P(A) = P(A) = P(B) = P(B)= P (AB) = 0.5 (or ½).

Example: Suppose we flip a coin. If the coin turns up heads, it can be inferred that the next six flips are likely to be headed. Here, Heads and tails are the independent events. In this case, P (H) =½  and P (T) = ½. 

Mutually Exclusive Event: 

There are certain sets of events/experiments whose combinations cannot occur. These sets of events are known as mutually exclusive events. Mutually exclusive events are sometimes confused with independent events.

Mutually exclusive events examples are:

(i) The probability of a person being rich or poor is zero.

(ii) The probability of a man being either a bachelor or widower is 0. Events ‘bachelor’ and ‘widower’ are mutually exclusive since there cannot be any men who can be both ‘bachelor’ and ‘widower’.

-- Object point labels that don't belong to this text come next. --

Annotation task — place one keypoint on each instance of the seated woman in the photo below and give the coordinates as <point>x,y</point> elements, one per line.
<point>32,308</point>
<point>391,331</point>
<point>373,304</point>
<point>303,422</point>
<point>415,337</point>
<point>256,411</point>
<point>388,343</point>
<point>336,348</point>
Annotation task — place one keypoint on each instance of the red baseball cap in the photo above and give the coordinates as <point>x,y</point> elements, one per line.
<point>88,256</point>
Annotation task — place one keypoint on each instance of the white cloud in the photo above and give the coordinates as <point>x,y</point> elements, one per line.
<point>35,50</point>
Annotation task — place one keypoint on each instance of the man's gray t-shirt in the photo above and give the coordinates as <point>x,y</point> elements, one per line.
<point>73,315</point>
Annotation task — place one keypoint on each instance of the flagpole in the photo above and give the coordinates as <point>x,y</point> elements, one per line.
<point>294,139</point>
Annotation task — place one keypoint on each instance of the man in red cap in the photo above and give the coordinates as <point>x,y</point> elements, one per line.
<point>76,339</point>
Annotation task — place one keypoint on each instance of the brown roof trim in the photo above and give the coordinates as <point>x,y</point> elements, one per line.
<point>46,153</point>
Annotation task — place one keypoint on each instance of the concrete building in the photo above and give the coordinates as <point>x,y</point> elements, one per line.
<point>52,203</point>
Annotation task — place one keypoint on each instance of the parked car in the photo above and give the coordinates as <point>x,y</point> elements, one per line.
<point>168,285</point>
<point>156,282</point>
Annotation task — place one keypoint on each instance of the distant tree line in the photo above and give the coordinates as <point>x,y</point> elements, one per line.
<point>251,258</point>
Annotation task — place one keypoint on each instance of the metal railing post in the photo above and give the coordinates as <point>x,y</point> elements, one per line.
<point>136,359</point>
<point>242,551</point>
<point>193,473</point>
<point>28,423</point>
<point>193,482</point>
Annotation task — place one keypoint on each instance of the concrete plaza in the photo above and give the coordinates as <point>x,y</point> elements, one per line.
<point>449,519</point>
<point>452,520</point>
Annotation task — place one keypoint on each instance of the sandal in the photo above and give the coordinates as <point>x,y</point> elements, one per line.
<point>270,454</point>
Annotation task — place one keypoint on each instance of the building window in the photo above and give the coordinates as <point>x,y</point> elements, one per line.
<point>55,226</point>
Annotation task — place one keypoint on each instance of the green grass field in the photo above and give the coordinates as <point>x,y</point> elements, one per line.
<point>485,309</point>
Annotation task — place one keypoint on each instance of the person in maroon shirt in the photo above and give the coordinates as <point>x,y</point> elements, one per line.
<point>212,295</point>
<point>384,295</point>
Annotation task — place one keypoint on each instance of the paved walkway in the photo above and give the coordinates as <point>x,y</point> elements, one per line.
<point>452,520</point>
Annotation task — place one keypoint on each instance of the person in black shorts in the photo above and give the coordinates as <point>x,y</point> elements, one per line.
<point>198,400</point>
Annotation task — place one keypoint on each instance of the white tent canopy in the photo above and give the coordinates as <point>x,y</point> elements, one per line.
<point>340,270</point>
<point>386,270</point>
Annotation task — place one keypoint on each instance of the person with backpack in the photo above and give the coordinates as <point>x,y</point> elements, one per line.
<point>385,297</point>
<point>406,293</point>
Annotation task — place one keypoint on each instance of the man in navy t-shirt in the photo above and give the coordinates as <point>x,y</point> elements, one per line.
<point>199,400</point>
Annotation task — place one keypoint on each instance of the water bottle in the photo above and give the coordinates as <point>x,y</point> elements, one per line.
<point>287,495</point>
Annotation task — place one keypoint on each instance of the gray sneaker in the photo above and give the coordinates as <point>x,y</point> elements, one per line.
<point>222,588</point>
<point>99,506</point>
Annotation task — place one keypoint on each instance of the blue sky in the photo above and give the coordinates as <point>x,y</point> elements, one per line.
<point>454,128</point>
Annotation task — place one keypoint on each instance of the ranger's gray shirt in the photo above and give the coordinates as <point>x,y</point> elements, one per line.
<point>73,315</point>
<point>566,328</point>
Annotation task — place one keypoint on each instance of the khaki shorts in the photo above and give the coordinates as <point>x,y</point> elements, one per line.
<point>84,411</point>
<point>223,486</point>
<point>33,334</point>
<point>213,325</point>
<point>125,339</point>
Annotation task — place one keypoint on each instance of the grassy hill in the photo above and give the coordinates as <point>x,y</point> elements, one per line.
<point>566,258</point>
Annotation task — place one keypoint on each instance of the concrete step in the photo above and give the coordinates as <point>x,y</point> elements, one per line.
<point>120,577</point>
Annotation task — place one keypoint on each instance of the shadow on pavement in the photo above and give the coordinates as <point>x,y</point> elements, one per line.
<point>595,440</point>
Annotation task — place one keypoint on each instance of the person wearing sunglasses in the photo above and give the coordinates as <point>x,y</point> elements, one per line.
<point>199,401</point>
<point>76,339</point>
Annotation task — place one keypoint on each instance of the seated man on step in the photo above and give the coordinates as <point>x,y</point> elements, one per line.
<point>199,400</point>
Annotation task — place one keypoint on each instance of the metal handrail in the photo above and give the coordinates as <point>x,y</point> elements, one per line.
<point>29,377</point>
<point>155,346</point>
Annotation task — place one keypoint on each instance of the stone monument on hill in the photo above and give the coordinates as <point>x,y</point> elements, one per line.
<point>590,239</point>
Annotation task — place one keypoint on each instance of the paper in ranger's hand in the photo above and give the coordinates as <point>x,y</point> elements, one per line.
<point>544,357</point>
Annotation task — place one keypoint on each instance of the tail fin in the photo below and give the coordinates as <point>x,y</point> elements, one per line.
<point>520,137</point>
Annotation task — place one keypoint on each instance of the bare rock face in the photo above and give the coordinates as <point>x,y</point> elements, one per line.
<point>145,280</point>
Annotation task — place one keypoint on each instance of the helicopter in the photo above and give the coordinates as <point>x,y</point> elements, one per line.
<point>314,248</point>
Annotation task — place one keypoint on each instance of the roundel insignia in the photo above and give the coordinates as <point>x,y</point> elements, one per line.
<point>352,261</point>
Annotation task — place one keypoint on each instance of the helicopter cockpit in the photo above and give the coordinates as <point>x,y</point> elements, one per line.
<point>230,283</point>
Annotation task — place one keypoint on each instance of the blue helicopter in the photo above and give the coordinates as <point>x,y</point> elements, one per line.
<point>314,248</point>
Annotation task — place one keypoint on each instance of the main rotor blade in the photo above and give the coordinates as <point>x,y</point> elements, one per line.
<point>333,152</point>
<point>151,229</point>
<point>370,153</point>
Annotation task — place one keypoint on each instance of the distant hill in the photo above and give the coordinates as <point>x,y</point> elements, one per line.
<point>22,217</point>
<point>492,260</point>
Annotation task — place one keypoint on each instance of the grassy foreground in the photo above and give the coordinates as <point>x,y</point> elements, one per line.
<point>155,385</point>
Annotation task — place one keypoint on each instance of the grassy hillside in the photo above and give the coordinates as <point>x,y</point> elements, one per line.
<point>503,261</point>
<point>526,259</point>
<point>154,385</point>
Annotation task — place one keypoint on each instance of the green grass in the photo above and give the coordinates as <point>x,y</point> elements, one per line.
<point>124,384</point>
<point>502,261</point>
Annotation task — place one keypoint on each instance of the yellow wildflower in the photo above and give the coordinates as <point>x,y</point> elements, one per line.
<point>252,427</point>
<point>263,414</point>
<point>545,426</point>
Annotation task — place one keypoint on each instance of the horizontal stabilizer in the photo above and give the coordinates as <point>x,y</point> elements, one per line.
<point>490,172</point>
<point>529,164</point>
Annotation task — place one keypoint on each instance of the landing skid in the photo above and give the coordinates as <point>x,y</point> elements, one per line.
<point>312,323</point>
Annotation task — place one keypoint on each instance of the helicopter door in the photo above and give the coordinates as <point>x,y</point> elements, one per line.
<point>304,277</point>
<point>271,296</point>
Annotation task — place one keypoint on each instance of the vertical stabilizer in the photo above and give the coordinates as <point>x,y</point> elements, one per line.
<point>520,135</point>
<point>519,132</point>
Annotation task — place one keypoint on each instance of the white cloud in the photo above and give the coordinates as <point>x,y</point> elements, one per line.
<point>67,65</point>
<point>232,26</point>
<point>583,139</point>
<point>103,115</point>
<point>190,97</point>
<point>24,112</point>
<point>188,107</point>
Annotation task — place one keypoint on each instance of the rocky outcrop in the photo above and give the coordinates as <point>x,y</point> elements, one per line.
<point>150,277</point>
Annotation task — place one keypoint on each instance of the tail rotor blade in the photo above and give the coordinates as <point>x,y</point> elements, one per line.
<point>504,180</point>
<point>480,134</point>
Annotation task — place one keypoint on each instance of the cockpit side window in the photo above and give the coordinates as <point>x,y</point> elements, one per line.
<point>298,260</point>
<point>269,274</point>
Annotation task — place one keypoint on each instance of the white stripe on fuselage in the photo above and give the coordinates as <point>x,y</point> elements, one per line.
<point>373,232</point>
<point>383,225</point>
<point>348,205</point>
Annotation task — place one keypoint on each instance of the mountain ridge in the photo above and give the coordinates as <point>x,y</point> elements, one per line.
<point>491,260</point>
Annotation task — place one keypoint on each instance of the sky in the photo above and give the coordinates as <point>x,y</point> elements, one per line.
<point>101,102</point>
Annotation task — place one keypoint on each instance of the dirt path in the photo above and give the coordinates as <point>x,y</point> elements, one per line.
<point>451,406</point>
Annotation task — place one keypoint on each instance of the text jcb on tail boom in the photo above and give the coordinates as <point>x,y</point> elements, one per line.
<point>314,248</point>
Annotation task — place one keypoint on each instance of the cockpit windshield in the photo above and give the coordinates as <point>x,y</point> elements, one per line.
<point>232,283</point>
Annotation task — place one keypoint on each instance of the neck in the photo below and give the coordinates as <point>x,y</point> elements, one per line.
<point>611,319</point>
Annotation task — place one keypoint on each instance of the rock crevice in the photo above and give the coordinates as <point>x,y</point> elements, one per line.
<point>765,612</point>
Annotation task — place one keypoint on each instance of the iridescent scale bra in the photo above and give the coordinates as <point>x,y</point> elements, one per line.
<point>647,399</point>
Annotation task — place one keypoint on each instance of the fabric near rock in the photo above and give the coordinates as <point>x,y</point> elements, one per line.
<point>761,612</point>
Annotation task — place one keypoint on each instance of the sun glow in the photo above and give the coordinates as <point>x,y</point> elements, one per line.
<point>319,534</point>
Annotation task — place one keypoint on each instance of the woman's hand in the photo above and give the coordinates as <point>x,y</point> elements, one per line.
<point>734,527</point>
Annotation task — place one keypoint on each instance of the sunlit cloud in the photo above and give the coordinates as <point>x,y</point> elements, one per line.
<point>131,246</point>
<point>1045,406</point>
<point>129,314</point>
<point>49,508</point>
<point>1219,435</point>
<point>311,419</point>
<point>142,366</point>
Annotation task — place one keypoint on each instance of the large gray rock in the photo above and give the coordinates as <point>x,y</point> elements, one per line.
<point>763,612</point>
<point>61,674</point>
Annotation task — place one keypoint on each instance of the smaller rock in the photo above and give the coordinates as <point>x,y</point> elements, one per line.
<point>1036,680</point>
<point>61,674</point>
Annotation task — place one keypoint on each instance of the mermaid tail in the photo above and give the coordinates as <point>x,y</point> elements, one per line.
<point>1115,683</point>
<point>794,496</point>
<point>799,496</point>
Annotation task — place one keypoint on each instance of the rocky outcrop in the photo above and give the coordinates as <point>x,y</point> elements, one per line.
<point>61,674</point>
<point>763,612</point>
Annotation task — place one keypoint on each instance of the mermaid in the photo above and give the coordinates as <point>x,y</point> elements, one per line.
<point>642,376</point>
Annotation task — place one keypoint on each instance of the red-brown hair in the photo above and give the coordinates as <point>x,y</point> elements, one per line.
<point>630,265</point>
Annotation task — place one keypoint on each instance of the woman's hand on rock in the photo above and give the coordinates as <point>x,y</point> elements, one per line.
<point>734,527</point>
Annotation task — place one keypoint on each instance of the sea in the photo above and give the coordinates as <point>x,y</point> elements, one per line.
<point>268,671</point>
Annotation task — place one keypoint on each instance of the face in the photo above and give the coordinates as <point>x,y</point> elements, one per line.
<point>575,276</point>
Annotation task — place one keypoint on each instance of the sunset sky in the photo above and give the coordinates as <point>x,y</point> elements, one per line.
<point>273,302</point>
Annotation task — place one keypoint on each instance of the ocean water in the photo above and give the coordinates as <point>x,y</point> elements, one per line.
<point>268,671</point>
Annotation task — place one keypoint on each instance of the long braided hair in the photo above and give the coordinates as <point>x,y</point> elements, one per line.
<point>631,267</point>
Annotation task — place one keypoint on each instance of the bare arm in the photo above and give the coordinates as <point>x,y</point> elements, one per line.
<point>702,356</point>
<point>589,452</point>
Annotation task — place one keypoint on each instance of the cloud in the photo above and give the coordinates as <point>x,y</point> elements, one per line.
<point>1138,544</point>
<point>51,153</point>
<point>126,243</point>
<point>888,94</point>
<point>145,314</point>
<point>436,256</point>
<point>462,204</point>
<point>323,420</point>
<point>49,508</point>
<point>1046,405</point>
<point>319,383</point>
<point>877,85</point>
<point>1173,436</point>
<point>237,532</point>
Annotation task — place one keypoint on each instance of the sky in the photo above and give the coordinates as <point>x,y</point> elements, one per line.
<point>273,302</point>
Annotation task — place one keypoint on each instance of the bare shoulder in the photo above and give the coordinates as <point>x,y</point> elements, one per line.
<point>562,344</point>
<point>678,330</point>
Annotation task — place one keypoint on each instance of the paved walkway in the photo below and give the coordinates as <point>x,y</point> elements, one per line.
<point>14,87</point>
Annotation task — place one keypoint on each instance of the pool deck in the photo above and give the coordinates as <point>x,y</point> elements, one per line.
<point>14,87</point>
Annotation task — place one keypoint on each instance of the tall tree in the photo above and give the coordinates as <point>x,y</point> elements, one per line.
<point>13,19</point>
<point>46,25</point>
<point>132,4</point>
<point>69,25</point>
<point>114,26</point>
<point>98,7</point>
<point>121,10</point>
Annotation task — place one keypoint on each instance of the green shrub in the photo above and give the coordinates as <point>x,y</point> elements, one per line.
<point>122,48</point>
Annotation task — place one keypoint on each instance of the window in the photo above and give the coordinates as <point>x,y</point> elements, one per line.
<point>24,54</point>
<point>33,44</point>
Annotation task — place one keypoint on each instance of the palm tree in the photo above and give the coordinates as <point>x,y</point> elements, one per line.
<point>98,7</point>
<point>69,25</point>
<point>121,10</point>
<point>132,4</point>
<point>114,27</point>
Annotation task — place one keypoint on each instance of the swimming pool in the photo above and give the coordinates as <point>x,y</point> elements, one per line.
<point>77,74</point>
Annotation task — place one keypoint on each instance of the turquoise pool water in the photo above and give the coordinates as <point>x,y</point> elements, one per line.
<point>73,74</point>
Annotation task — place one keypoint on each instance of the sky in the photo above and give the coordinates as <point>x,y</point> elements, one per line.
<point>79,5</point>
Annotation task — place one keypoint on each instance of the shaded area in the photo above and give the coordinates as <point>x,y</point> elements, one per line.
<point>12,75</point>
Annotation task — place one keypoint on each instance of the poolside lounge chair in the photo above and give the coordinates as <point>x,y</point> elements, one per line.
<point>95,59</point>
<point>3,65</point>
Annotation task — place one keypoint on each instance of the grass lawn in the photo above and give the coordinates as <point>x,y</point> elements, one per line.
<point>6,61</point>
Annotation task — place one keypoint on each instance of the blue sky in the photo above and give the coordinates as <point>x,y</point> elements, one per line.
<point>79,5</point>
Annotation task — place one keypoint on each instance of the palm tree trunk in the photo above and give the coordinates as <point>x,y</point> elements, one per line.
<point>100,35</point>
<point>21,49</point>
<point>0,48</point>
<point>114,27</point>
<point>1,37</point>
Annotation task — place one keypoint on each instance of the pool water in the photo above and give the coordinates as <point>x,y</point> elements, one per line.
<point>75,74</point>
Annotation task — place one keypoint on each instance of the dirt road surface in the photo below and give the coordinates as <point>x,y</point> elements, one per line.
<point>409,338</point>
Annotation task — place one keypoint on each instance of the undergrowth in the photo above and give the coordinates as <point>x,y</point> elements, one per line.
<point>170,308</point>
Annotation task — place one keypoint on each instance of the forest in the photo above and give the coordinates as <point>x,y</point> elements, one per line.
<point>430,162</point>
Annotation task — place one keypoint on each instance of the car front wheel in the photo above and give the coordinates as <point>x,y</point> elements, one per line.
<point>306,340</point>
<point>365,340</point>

(iii) The probability of a person belonging to one caste or belonging to another caste is 0.

Thus, mutually exclusive events are those whose probability cannot be obtained by multiplication and can only be obtained by the factorization rule. This is called the factorization rule of probability.

Mutually exclusive events are mutually exclusive or incompatible events, which means if one of the two events occurs, then all other possibilities become impossible.

Consider two different events, A and B. Mutually exclusive event is an event that can be true only if the first event is true or the second event is true. If A and B are mutually exclusive, then,

P(A) = P(A and B ) = P(B) = 0

Mutually exclusive events Examples: Suppose we take several students to a classroom. According to students’ responses, there are always two students who talk at high speed in every class. Two students always talk at high speed in the same class. We assume that two students talking at high speed are a mutually exclusive event.

Key differences between an independent event and mutually a mutually exclusive event:

• If Two events, A and B, are mutually exclusive, then they cannot happen together.
• Two events A and B, are independent if they are not related.
• Mutually exclusive events are independent of each other, just like the independent events.
• Independent events can happen simultaneously, while mutually exclusive events cannot happen together.
• Independent events are generally easier to understand than mutually exclusive events.
• If two mutually exclusive events occur, it may not happen that the two independent events occur simultaneously.
• Independent events can be easily related to each other, while mutually exclusive events are not related.

Conclusion: 

A mutually exclusive event is one for which both occurrences can’t occur with equal probability. So, when there are two mutually exclusive events, and the probability of occurrence of each of them is known, then we can work on the conditional probabilities to find out the joint probability of the two events. Mutually exclusive events are independent of a set of mutually exclusive events. Events are called mutually exclusive or incompatible if they cannot occur simultaneously and are called independent if they cannot be said to be dependent on each other.